A few months ago I wrote 2 posts that deal with directions from God. Trust in God, He sees the whole picture which was about how I felt God was asking me to trust him in one specific area of my life. The second post: Lean Not on your own Mis-understanding was about how I was trying to follow God's leading but still doing everything my own way.  Guess what, I still haven't followed where God was leading me, and boy oh boy do I feel more lost than ever before.

There were days where I felt so sure of what was ahead, yet fear made me completely immobile. In my mind, I can move forward, in reality, it is as if the fears and lies that have been ingrained into me act as walls. Okay, they don't act, they are walls. Huge walls. Walls that I need a helicopter to come lift me over because I can't find my way around, and I don't know how to knock them down. Walls that I don't like, but that I have built to keep myself from getting hurt, and from feeling disappointment. Walls that are comfortable.

There are other days, (these are happening much more frequently now), where I feel like the pathway has become overgrown with weeds and to walk it would be impossible.
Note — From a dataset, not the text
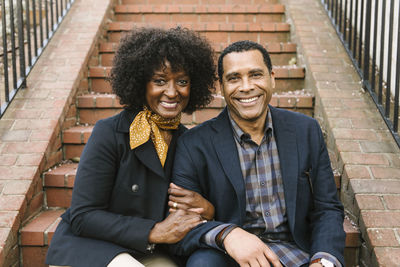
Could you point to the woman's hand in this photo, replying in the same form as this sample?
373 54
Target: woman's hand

With God, nothing is impossible, right. Yet, the weeds that are lies have grown so thick that I can't make it through them, I can't find the path that was right in front of me a few months ago.

I am sitting here thinking about how I have strayed so far off of the path that was in front of me, I'm not even worthy of the blessings on that path. Lies, everything I am thinking is a lie and I'm believing it. The song He Loves me Anyway just came on the radio. At this moment, I needed to be reminded that God loves me and all those feeling and thought racing through at this moment are lies.

It may be true that the direction God was leading me, and the chance he wanted me to take that I never did, may be lost, but the path is still there. If I journey on then a new opportunity may be found. One that will bring its blessings just the same.

In Revelations we are reminded that we should find our first love, Jesus. That is how we get back on the right path.

Have you ever felt like you missed the blessings God has for you? I would love to hear how you found your path again.